Visiblement, ça partait d'un bon sentiment, et puis pfuit, le coup de bambou derrière les oreilles et c'est le trou noir...


----------



## Alex666 (5 Octobre 2003)

caché dans ton guichet contrplaqué agloméré linoleum...

pas assez dur


----------



## Alex666 (5 Octobre 2003)

une coupe (de champ) pour Barbarella !


----------



## iMax (5 Octobre 2003)

Alex666 a dit:
			
		

> facile aussi,
> 
> J'avoue j'en ai bavé pas vous
> Mon amour
> ...



Trop facile


----------



## Alex666 (5 Octobre 2003)

Alex666 a dit:
			
		

> caché dans ton guichet contrplaqué agloméré linoleum...
> 
> pas assez dur



mais toujours pas trouvé ....


----------



## Number One (5 Octobre 2003)

Hygiaphone - Téléphone


----------



## Alex666 (5 Octobre 2003)

yesss une binouse pour toi mon ami

et je continurai avec ça


Don't you know about the bird
Well everybody knows that the bird is a word


----------



## Number One (5 Octobre 2003)

Surfin' bird ?


----------



## Number One (5 Octobre 2003)

Surffiiiiiiiiiiiiiiiiiiiiiiiiiin' biiiiird !! brrrrrrrrrrrrahahahahhahahahahahahaharouarhapapapapappapamamamamamapamamamammapappamamampampampapapmamampamammapamammapampa don't you know about the bird ?


----------



## Alex666 (5 Octobre 2003)

hehe ton avatar ma donné l'idée...
allez c pour moi la binouse !








et comme jai pas envie de poster dans "avis aux users de la nite" en voici une bien coton !!!

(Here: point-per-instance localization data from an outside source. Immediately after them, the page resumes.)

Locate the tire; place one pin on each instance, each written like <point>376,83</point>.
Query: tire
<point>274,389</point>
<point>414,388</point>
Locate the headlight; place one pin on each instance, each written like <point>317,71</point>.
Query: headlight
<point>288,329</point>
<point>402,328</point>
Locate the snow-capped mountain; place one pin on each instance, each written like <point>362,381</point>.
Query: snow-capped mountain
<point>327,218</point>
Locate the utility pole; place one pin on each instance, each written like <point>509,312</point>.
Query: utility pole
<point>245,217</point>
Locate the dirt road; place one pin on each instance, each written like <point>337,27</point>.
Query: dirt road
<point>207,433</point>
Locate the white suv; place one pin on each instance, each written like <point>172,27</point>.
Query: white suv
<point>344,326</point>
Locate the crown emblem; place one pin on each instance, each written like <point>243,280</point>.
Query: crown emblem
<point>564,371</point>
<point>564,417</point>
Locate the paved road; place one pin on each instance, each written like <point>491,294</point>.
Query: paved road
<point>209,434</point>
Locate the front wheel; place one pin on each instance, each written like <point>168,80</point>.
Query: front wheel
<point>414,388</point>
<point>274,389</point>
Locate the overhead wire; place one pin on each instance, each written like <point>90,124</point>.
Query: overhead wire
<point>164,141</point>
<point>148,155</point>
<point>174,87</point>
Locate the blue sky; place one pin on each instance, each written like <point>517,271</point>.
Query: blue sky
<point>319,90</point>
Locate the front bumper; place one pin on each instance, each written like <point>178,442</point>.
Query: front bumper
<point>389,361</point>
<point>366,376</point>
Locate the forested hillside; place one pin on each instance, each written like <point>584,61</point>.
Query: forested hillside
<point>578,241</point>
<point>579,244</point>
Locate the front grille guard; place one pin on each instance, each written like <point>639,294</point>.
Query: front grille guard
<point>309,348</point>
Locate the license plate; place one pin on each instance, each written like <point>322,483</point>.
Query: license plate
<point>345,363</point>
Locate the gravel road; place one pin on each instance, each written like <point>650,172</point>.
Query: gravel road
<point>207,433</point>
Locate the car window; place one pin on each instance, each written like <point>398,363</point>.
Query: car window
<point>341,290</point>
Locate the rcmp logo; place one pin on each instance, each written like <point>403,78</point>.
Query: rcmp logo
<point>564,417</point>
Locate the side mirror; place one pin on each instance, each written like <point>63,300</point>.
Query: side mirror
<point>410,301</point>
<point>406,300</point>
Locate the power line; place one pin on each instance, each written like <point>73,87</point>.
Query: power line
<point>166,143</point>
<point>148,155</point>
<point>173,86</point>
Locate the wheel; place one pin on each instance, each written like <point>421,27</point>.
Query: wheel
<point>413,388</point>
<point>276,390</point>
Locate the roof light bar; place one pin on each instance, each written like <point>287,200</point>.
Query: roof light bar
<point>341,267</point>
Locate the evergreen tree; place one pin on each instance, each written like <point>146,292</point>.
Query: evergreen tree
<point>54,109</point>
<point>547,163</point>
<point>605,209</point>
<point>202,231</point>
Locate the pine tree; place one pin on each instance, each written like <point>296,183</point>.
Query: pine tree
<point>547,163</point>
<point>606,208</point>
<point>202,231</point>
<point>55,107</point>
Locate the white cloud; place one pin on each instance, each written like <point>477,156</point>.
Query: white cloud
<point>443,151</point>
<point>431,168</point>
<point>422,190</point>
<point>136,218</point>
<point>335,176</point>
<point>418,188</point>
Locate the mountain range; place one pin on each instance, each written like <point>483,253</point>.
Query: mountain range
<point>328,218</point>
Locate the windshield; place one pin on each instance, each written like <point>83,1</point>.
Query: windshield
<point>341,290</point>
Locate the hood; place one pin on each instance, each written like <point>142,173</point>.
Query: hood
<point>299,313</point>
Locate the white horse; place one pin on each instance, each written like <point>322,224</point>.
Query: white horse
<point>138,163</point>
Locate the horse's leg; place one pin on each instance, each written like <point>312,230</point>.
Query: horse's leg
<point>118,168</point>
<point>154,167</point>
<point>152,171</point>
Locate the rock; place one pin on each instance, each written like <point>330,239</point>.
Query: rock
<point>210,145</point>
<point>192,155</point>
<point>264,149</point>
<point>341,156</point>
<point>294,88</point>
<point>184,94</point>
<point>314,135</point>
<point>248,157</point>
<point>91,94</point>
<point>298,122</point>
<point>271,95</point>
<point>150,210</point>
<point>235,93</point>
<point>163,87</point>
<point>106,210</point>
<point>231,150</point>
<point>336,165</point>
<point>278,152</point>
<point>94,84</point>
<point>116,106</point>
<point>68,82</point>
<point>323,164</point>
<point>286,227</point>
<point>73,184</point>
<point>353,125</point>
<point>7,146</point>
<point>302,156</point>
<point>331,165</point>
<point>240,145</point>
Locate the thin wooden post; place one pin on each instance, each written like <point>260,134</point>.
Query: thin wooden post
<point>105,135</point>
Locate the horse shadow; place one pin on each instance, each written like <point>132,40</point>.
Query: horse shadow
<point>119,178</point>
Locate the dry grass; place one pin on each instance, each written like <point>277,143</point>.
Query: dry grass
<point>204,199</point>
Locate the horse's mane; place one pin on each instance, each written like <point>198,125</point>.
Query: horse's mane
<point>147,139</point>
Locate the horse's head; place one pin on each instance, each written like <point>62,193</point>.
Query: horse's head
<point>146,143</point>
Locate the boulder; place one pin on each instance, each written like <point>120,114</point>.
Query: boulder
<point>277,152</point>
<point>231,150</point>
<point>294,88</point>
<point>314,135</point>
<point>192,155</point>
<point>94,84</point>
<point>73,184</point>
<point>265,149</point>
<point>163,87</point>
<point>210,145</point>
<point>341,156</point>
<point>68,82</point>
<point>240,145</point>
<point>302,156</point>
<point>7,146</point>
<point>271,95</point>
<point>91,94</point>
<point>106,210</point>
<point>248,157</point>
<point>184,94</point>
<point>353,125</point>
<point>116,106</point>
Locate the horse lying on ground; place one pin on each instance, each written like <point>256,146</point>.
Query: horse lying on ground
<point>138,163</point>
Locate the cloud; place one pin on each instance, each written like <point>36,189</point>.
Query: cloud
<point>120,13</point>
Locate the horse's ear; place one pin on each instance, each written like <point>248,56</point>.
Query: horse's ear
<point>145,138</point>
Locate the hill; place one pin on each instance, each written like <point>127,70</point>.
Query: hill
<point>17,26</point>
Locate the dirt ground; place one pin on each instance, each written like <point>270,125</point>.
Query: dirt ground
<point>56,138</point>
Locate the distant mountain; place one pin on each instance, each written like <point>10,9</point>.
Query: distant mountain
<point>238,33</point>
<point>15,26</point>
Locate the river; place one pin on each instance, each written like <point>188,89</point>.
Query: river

"Harmonic Generator intermodulator..."

celui ki trouve avant 2h30 (hehehe) c'est un fut de binouse !!!!!


----------



## Zitoune (5 Octobre 2003)

Merci


----------



## bebert (5 Octobre 2003)

Alex666 a dit:
			
		

> "Harmonic Generator intermodulator..."



Terminator ?  
	

	
	
		
		

		
		
	


	







Euh, tu peux pas faire des trucs un peu plus généraliste ?


----------



## Alex666 (5 Octobre 2003)

t'as loupé le fut (8 h de retard 
	

	
	
		
		

		
		
	


	




 ) mais ta la bonne vieille pression au comptoir qui t'attend 

ouè c'etait les Datsuns

plus généraliste ok (ca va ressembler a star ac humhum) 
	

	
	
		
		

		
		
	


	







queeeeeeeeee jeeeeeeee t'aiiiiiiimmmeu queu jeu taimeu que je taime queuuuuuuuuuuuuuuuuuu jeuuuuuuuuuuuuuu .....

merde cette fois c'est surement trop dur


----------



## bebert (5 Octobre 2003)

Alex666 a dit:
			
		

> t'as loupé le fut (8 h de retard
> 
> 
> 
> ...



Les Datsuns ? C'était pas une marque de voiture ?  
	

	
	
		
		

		
		
	


	







La réponse est Johhny Halliday mais t'es pas obligé de faire trop généraliste non plus !


----------



## Alex666 (6 Octobre 2003)

bebert a dit:
			
		

> Les Datsuns ? C'était pas une marque de voiture ?
> 
> 
> 
> ...



Coréenne je crois...

bon johnny on dira que c'etait de l'humour...

vas y pour celle la 

Je creuserais la terre
Jusqu'après ma mort
Pour couvrir ton corps
D'or et de lumière...


----------



## barbarella (6 Octobre 2003)

Ne me quitte pas  
	

	
	
		
		

		
		
	


	




Brel  

Facile, aussi.


----------



## Zitoune (6 Octobre 2003)

De toutes façons, avec  Google


----------



## Alex666 (6 Octobre 2003)

Zitoune a dit:
			
		

> De toutes façons, avec  Google



oui mais c'est de la triche ....


bien vu barbarella seconde coupe pour toi


----------



## barbarella (6 Octobre 2003)

Zitoune a dit:
			
		

> De toutes façons, avec  Google








 Qu'insinues-tu ? Je ne triche jamais, je GAGNE


----------



## Zitoune (6 Octobre 2003)

Oh, non : je ne parlais pas de toi !
J'expliquais juste comment j'avais trouvé


----------



## barbarella (6 Octobre 2003)

Voilà, qui me rassure, sans rancune


----------



## Alex666 (6 Octobre 2003)

Depuis le temps
Que je m'trimballe
Parmi les masques
Du Carnaval

si tu trouves,  c'est vraiment  fort !


----------



## Zitoune (6 Octobre 2003)

Tata Yoyo

(Annie Cordy) 


REF: Tata Yoyo quíest-ce quíil y a sous ton grand chapeau?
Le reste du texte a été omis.